Late-night editing part B: the symptoms

I was tidying up this evening, getting ready for another all-night editing marathon with Parker when I found them. I saw them lying there next to my pillow, and at first I didn’t understand. Why? What in God’s name could they mean?

Then the memories came flooding back.

I’m still adjusting to the late-night editing schedule. Last night, as practice for tonight, I stayed up until 6:00 in the morning. Then I set my alarm for 1:15, put on my brand-new copy of Dr. Strangelove and went to bed. What happened next was nothing short of extraordinary.

I should preface this by saying that I have been known to do some unusual things when I’m barely awake, but this one beats them all.

I awoke to the haunting strains of “We’ll Meet Again” and the flashes of nuclear explosions on my monitor. Harsh, hot sunlight flooded in through the gaps in my bamboo window shades. I sat bolt upright, and grabbed my watch. I think it was around 8:20, but I can’t be sure because the numbers on my watch were spinning around crazily. Deciding for some reason that I was grievously late to return to my editing (and, because I lacked simple subtraction skills, unable to determine that I had only slept for two hours), I fought my screamingly tired eyes and got up.

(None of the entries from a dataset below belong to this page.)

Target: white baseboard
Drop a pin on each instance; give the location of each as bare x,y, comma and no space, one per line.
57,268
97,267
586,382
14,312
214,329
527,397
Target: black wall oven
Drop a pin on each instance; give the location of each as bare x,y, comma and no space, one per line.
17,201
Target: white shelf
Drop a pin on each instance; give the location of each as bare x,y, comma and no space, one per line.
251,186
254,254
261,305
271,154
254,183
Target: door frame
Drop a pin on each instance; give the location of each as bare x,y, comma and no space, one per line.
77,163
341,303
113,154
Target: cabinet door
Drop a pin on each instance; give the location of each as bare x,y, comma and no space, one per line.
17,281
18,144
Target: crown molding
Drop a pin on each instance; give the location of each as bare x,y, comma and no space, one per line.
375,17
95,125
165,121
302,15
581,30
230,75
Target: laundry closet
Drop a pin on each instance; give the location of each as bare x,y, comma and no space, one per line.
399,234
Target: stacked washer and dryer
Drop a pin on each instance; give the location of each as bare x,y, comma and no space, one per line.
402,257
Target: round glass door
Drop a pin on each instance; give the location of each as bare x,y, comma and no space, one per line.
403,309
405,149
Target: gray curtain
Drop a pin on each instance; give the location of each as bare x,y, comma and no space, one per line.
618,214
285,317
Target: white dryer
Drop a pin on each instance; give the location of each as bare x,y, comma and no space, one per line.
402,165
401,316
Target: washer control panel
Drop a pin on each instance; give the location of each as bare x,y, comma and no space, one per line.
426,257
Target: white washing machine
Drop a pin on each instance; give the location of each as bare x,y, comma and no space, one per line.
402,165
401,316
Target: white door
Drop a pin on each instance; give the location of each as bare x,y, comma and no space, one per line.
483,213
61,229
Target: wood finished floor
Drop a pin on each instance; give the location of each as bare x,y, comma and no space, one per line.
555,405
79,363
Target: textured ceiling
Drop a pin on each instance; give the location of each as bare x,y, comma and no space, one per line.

This was my first mistake.

I stumbled over to my computer (this was made difficult by the fact that two hours earlier, realizing that I probably wouldn’t want to wake up with only six hours of sleep under my belt, I had put my alarm clock on the other side of the room and built a makeshift barricade out of furniture to prevent me from quickly turning it off and going back to bed) and did something (I think I may have installed some software), and then realized that I wasn’t wearing my glasses, without which I literally cannot see. I lurched back to my bed and grabbed my glasses case.

Only my glasses weren’t in my glasses case.

Unfortunately, something shaped vaguely glasses-like was.

I’ve got those magnetic clip-on sunglasses, and they stay in a little bag inside my glasses case. I saw them there and went into what is perhaps the closest thing to a bloodlust I have ever experienced. I snatched the bag out of the case and feverishly undid the velcro latch. I snatched the clip-ons and stood up, holding them daintily up to my eyes with the thumb and forefinger of my right hand:

Wait... these aren't my glasses!

After looking around for a moment and realizing that my vision hadn’t improved, I realized that I still didn’t have my ACTUAL GLASSES. I panicked. I might never see again. I searched frantically, and eventually found them lying on top of a book. I put them on and fumbled for a moment until successfully attaching my clip-ons to them. I stood up again (I think I might have actually stood up on my bed), only to realize that everything was brown for some reason.

It was then that I suffered an epiphany.

“Wait a minute!” I thought, “I don’t need SUNGLASSES!”

Some more fumbling and they were removed.

“WAIT A MINUTE!” I thought, “I’VE ONLY HAD TWO HOURS’ SLEEP AND THERE’S NO GOOD REASON FOR ME TO BE AWAKE RIGHT NOW!”

My eyes were unendingly grateful to my brain for finally realizing this. They went shut right away. As I lay back down in bed I tossed my clip-ons carelessly next to my pillow, where I found them no more than an hour ago and remembered this whole saga.

And there’s nothing much I gained from this experience, other than the knowledge that thank God I’m not an on-call surgeon. And you can be thankful that you’re not one of my hypothetical 4 A.M. patients.